Symbol Correctness in Deep Neural Networks Containing Symbolic Layers
Aaron Bembenek, Toby Murray
TL;DR
This work formalizes symbol correctness as the alignment between neural-to-symbol predictions at the neural-symbolic boundary and the ground-truth symbolic representation, arguing that it is essential for explainability and transfer learning in NS-DNNs. It develops a formal NS-DNN model ⟨f_θ, g, p⟩, defines symbol and output correctness, and proves that symbol correctness cannot be guaranteed to be trainable from output supervision alone. To study training dynamics, the authors introduce an ideal synthesizer and three practical synthesizers (Autodiff, Closest, Random) within a unified training framework, and analyze how they reconcile neural beliefs with symbolic possibilities. Through experiments on a visual addition task with Datalog-based symbolic layers, they show that high output accuracy does not guarantee symbol correctness, and that synthesizer choice critically shapes symbol learning, especially under data distribution shifts. The results motivate future NS-DNN training strategies that leverage symbol correctness to improve explainability and transferability, including curriculum approaches, biased data, and partially labeled symbols.
Abstract
To handle AI tasks that combine perception and logical reasoning, recent work introduces Neurosymbolic Deep Neural Networks (NS-DNNs), which contain -- in addition to traditional neural layers -- symbolic layers: symbolic expressions (e.g., SAT formulas, logic programs) that are evaluated by symbolic solvers during inference.
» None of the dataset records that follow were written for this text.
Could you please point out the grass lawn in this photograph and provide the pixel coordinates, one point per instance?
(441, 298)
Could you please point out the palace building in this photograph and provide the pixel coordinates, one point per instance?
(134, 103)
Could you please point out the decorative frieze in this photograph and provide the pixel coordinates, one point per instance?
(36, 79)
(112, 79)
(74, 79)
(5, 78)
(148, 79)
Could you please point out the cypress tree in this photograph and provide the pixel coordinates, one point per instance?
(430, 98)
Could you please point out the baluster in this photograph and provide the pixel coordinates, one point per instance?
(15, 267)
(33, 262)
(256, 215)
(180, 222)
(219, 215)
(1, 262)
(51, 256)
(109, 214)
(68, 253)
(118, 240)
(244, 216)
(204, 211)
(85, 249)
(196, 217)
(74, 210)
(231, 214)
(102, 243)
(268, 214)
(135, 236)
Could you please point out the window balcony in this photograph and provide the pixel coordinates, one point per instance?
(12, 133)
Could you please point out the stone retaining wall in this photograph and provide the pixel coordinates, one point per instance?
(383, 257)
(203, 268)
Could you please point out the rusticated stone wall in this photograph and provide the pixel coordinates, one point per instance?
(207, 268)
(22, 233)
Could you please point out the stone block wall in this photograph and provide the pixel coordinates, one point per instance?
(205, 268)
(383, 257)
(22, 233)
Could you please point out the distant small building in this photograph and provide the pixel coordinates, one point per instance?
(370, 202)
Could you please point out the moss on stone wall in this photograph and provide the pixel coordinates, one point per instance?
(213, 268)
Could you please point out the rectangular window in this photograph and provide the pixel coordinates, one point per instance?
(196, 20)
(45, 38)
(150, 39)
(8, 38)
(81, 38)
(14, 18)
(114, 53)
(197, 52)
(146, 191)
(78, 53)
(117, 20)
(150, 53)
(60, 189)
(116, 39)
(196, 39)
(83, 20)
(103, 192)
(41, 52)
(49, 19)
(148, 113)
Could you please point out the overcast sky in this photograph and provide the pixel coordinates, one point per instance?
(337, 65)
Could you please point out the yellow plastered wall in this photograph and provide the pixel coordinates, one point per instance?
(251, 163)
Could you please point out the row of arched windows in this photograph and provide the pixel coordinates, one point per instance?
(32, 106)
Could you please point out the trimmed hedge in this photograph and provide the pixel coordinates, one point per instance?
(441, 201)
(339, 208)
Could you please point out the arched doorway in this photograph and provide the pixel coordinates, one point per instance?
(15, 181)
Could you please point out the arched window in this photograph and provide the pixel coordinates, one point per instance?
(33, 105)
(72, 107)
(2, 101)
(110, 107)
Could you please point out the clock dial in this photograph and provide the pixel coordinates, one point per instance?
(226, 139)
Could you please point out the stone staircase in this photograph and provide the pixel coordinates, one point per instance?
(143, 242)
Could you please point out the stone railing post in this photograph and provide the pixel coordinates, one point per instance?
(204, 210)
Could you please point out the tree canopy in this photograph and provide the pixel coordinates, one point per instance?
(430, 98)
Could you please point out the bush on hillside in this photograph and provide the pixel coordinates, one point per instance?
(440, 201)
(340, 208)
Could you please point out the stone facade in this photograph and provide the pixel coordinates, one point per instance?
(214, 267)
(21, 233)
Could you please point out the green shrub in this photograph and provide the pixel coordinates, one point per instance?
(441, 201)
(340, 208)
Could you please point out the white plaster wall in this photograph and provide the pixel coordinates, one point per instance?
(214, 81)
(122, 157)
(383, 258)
We identify and formalize an intuitive, high-level principle that can guide the design and analysis of NS-DNNs: symbol correctness, the correctness of the intermediate symbols predicted by the neural layers with respect to a (generally unknown) ground-truth symbolic representation of the input data. We demonstrate that symbol correctness is a necessary property for NS-DNN explainability and transfer learning (despite being in general impossible to train for). Moreover, we show that the framework of symbol correctness provides a precise way to reason and communicate about model behavior at neural-symbolic boundaries, and gives insight into the fundamental tradeoffs faced by NS-DNN training algorithms. In doing so, we both identify significant points of ambiguity in prior work, and provide a framework to support further NS-DNN developments.